Garde-feu, garde-fou, garde-vue, garde-boue, garde-à-vous
gaar-duh fuh, gaar-duh foo, gaar-duh vew, gaar-duh boo, gaar-dah-VOO. Click below to hear this.*
Firescreen, guardrail, visor, mudguard, attention!
Today’s post is utterly useless. Unless you count tonguetwisters as useful, that is.
I give you five words that sound similar, but with slight distinctions in their pronunciation. See if you can hear them. To help you along, you get three different people saying all five words!
As you can see, these words have little to do with each other, apart from the fact that they are constructed in the same way. Un garde-feu is a firescreen–you know, that thing you put in front of the fireplace that the sparks jump over anyway and burn a hole in your rug.
Un garde-fou is the railing they put on bridges to keep crazy people (des fous) from jumping over, but they jump anyway.
Un garde-vue is a sun visor. It protects your vision, la vue, but you squint anyway because it’s afternoon and the sun is low in the sky.

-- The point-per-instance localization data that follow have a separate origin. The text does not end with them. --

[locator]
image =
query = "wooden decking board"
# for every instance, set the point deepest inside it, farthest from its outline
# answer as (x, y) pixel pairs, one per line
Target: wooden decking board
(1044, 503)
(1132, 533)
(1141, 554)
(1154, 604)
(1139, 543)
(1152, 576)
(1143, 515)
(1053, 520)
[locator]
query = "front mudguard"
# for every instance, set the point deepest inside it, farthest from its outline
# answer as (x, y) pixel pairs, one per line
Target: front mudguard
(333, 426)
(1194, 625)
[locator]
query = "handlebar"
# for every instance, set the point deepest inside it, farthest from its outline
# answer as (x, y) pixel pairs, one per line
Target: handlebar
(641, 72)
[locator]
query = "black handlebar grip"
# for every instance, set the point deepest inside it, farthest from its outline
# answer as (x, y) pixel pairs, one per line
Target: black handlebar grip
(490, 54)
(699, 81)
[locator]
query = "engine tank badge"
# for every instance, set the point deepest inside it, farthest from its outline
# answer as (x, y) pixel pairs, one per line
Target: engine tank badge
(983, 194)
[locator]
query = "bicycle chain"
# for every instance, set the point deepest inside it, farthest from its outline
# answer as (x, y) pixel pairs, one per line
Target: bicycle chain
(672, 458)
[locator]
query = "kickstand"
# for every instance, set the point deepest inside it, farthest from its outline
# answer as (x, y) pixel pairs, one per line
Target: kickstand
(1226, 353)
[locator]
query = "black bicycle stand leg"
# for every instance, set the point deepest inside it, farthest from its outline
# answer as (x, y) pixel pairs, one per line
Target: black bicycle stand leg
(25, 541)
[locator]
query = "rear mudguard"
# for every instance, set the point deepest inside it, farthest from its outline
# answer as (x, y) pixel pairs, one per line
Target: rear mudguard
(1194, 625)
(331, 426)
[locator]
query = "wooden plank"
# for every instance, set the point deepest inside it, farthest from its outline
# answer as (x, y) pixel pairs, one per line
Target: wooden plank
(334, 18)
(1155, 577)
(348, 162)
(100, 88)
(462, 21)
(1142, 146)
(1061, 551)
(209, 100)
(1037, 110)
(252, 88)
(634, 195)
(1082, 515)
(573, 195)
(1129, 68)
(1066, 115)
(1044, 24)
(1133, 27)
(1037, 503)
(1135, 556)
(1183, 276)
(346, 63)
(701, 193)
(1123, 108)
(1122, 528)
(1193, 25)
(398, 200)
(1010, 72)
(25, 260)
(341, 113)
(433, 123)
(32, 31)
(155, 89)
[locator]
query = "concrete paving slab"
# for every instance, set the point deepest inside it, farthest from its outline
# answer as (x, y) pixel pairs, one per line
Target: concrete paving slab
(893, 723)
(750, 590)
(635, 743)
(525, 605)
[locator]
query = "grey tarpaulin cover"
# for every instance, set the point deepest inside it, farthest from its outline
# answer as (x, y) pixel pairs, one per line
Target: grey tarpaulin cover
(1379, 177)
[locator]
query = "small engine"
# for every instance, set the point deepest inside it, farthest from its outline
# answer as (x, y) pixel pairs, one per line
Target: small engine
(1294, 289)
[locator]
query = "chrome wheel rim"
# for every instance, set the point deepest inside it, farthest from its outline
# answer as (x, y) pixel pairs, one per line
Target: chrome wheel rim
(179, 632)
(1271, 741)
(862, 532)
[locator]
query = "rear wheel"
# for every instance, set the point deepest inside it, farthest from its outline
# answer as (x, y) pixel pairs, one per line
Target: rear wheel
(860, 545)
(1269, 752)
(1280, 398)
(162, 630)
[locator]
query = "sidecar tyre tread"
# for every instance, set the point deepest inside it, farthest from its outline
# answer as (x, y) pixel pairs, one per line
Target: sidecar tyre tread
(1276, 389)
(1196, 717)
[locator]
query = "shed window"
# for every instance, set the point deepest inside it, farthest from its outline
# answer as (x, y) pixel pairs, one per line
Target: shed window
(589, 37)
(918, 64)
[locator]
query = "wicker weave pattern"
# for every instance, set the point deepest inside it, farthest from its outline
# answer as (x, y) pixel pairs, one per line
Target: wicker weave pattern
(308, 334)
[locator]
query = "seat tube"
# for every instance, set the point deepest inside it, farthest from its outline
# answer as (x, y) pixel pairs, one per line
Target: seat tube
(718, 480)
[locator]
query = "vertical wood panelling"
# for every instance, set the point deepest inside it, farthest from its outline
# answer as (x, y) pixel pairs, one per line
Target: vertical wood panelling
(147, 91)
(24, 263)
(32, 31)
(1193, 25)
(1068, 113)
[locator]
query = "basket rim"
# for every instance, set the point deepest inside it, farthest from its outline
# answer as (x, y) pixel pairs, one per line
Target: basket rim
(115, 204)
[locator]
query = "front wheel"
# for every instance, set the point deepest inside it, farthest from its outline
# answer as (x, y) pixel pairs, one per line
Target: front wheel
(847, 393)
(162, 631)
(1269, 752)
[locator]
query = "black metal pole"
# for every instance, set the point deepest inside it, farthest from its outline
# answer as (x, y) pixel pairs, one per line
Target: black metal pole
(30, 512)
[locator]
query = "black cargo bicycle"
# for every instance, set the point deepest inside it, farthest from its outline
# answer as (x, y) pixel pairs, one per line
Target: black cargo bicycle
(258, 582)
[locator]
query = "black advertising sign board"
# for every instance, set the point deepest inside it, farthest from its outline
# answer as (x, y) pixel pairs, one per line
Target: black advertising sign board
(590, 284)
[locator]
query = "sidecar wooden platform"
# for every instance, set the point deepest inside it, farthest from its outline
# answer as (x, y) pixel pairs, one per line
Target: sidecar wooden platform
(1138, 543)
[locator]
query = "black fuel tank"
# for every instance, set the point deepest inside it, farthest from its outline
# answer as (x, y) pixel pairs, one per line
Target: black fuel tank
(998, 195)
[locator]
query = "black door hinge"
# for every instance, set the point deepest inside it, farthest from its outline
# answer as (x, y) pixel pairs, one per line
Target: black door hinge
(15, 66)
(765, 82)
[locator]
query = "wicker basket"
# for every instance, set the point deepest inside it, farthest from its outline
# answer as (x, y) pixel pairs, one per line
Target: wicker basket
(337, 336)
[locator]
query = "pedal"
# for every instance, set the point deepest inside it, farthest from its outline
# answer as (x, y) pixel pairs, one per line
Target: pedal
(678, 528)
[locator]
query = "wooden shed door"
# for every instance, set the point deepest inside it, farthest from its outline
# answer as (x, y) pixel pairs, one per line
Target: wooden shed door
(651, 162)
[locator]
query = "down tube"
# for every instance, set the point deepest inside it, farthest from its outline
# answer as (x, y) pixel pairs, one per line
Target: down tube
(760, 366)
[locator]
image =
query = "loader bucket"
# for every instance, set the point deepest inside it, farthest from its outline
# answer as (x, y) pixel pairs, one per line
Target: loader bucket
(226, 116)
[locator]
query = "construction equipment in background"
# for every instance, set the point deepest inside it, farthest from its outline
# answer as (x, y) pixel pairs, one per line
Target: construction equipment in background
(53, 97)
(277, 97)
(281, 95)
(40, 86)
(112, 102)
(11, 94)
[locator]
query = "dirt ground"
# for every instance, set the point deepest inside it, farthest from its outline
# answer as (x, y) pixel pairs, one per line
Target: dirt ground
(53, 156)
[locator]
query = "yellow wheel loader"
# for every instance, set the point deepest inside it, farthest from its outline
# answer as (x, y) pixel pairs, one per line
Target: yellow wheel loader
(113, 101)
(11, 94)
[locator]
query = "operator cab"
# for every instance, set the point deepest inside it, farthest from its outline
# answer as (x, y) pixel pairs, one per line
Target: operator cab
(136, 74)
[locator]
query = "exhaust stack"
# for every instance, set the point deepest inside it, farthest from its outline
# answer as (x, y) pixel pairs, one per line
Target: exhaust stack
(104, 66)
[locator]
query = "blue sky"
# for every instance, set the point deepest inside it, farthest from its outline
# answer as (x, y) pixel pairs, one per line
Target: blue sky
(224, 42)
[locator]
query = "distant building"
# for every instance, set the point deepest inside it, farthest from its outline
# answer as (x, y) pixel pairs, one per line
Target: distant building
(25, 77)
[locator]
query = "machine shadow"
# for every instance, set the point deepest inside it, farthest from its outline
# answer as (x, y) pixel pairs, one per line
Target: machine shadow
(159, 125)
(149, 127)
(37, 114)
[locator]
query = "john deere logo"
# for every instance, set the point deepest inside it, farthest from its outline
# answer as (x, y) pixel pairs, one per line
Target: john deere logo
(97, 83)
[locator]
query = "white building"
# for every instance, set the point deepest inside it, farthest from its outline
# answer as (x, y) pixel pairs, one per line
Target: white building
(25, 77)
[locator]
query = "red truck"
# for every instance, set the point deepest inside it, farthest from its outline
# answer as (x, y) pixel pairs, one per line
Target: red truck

Un garde-boue is one of those flaps that are supposed to keep the mud off your car. Do they work? Not really. Try driving your car down a muddy country road. What did you think was going to happen?
And garde-à-vous is the command they use in the military to bring the troops to attention. In French, attention! just means watch it!, for example when someone is about to step off the curb into traffic, or say something unflattering about the boss as he approaches behind the speaker.
Garde-à-vous translates more or less as watch yourself!. In addition to being a command, you could be au garde-à-vous, like someone who is constantly on the alert.